The Tarot: Path to Self Development, Micheline Stuart.

KafkasGhost

I just picked up this book today at the used bookstore.

It's by Micheline Stuart and was originally published by Shambala in 1977.

What I'm finding so fascinating with it is that the author starts The Fool's Journey with 0 The Fool (yes, we can agree that's where it generally starts).

But the next card to read on the "ladder of development" is XXI The World and goes UP to I The Magician, "the seeker transformed."

Using the Marseilles deck to illustrate the Majors, the author describes what each major symbolizes from a spiritual/personal development perspective, no card meanings referred to at all. This is another point that attracted me to the content of this book.

I'm finding the reverse chronological reading of the majors really fascinating and it's actually informing a lot of the cards I was previously struggling with.

Anybody else a fan of this book?
 

Sherryl

I think this is a lovely book. It's a collection of little meditations that can be picked up whenever you need some inspiration.

This book was originally published in France, and a second edition came out in 1998. I tried finding some biographical information on Micheline Stuart through Google.fr but came up with nothing.

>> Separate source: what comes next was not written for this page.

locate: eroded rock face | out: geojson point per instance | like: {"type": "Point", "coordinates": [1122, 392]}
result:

Going backwards through the major arcana isn't unheard of in France, but it's very unusual. Some of the 18th century French occultists like Antoine Court de Gebelin lined the Hebrew alphabet up with the major arcana in reverse order, assigning Aleph to the World instead of the Magician as most people do. This may be Stuart's source for starting with the World as the lowest form of consciousness and the Magician as the highest level.

Sherryl
 

Morwenna

I suppose if you go with what Rachel Pollack says about the Tree of Life, going up the tree to reach the heights, as opposed to the heights coming down the tree to manifest as day-to-day reality, then going backwards through the Trumps makes sense.

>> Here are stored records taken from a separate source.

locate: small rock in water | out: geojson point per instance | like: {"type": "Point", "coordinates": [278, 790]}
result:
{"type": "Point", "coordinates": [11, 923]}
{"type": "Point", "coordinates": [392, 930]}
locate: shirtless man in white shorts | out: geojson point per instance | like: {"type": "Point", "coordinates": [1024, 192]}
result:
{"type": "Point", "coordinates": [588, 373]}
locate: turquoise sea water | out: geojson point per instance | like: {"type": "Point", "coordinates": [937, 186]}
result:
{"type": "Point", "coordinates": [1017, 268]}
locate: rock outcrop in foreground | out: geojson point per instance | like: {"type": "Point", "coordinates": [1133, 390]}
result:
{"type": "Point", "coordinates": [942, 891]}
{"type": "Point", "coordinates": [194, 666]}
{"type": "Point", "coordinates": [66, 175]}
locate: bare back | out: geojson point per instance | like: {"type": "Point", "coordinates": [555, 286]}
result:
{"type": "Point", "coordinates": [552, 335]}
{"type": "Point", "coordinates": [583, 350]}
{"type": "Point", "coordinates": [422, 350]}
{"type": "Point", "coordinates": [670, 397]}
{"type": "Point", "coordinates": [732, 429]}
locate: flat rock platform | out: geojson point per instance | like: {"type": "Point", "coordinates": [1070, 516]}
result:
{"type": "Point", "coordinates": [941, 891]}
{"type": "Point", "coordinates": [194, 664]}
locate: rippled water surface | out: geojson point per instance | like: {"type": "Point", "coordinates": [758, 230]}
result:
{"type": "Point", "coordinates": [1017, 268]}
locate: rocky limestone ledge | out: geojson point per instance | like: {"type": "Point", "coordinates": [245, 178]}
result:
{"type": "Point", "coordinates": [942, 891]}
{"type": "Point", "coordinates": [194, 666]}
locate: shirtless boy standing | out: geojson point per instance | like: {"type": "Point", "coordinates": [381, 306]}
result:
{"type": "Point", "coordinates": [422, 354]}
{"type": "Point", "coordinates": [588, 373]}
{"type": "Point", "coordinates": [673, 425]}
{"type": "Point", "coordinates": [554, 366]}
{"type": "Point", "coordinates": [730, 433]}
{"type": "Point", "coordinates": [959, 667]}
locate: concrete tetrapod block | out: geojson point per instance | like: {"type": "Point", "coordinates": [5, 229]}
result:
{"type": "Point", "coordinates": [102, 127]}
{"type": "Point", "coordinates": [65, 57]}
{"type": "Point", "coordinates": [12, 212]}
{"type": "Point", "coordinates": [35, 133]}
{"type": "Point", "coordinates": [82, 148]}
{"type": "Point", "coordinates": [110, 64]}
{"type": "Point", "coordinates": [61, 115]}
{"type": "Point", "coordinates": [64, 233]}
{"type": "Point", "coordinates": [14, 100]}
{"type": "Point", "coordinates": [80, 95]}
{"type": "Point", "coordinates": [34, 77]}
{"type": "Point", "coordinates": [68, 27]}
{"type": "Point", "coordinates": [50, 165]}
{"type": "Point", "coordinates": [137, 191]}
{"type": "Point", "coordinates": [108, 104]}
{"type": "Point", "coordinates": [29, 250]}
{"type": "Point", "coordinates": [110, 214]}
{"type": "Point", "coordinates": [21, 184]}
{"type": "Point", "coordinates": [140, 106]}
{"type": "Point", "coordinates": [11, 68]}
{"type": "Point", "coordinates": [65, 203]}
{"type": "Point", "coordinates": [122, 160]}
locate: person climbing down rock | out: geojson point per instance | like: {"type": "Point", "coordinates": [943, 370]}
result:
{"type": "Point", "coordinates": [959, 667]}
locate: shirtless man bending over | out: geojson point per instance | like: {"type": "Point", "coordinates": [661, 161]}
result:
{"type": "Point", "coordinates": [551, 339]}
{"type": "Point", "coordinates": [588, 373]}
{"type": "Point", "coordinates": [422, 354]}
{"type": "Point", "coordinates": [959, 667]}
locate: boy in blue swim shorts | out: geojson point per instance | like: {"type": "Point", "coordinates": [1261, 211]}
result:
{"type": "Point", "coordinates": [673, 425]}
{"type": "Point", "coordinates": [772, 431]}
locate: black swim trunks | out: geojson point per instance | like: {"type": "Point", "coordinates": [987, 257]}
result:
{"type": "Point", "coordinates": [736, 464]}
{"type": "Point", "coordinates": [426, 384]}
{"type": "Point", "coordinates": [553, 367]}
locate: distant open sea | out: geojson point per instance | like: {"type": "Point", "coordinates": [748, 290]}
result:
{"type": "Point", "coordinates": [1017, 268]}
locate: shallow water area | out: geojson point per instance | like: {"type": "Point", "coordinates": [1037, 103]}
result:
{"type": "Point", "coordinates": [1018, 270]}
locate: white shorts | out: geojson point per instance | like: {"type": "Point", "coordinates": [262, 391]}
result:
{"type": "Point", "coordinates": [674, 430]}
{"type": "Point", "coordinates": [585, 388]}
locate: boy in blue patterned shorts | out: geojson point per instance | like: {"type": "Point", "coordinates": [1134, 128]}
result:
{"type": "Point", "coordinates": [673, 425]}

We'd be bored silly without all these different approaches, wouldn't we? :)
 

AJ

there are a number of decks that use the reverse system for the minors too, 10 being the beginning and working up to the Ace. Can't name names because my memory is shot :)
 

Teheuti

Sherryl said:
This book was originally published in France, and a second edition came out in 1998. I tried finding some biographical information on Micheline Stuart through Google.fr but came up with nothing.
Where did you get the information that it was originally published in France? No mention of that is made on the copyright page of the 1977 Shambhala edition or in the introduction. In fact, I remember hearing something about how it came to be published, but my memory is so faulty that I don't want to spread any false rumors.

It's a lovely book; I'm definitely a fan. A couple of other writers went through the cards in this order. It's an interesting exercise and gives a really fresh look if you think of the World card as a card of birth - and entering into this universe.
 

gregory

It shows up as Le tarot: chemin du développement personnel and published in France in 1998.

Oddly it doesn't come up on the Shambhala website... only under Random House.

Stuart, Micheline. The Tarot: Path to Self Development. Shambhala, Boulder, 1977. Reprinted in France in 1998 with a foreword by Helene Palmer.

1998 seems to have been the first French one.
 

Teheuti

There are a couple of books in which Micheline Stuart is listed as one of several translators from the French. At least one of these was published by Shambhala. I believe I heard that she was a personal friend of one of the founders of the bookstore and publishing house in Berkeley.
 

Sherryl

I just did a search of various French, English and Italian booksellers trying to figure out why I thought the book was originally published in French. I have no idea why I thought that. Here's a list of editions I found:

1977 - Shambala
1978 - German translation published in Frankfurt
1996 - Shambala with an introduction by Helen Palmer
1998 - First French translation
2005 - Second French edition

Sherryl
 

KafkasGhost

Interesting book, equally interesting provenance!